Algernon, after a rapid balancing of pros and cons, resolved to be absolutely candid. With his brightest smile and most arched eyebrows, he began to give Miss Kilfinane an almost unvarnished description of his life at Whitford. Almost unvarnished; but it is no more easy to tell the simple truth only occasionally, than it is to stand quite upright only occasionally. Mind and muscles will fall back to their habitual posture. So that it may be doubted whether Miss Kilfinane received an accurate notion of the precise degree of poverty and obscurity in which the young man who was speaking to her had hitherto lived.
"And so," said she, "you have come to London to----"
"To seek my fortune," said Algernon merrily. "It is the proper and correct beginning to a story.

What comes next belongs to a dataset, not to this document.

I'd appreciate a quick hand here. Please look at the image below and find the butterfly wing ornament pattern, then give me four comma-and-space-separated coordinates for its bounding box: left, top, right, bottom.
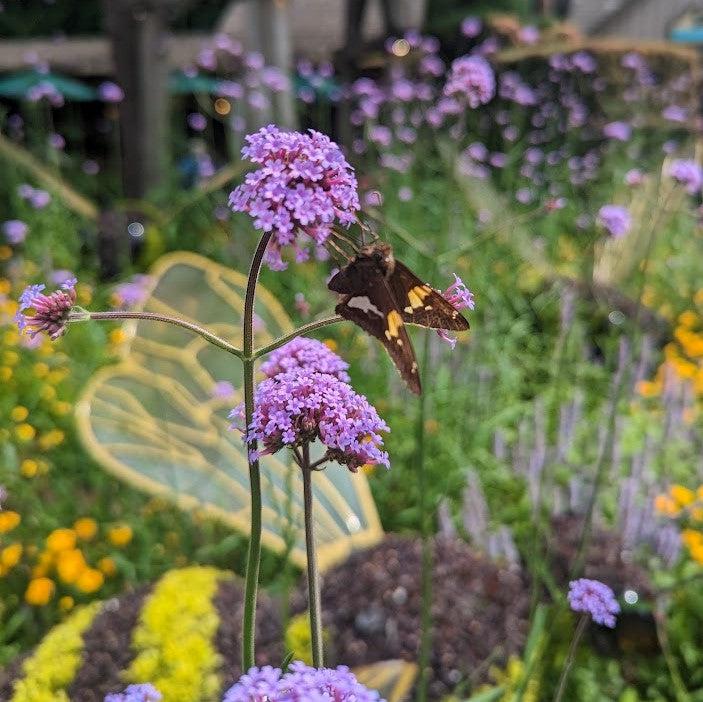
327, 242, 469, 395
76, 253, 383, 568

And I think I have had a piece of good luck at the very outset by way of a good omen."
Miss Kilfinane opened her eyes interrogatively, but said nothing.
"I think it was a piece of luck for me," continued Algernon, emboldened by having secured the scornful lady's attention, and perhaps a little also by the wine he had drunk, "a great piece of good luck that Mr. Jack Price, whoever he may be, did not turn up this evening."
"Why?"
"Because, if he had, I should not have been allowed the honour of bringing you in to dinner."
"Oh yes! I should have had to go in with Jack, I suppose," answered the lady with a little smile.
"Please, Miss Kilfinane, who is Jack Price? I do so want to know!"
"Jack Price is Lord Mullingar's son."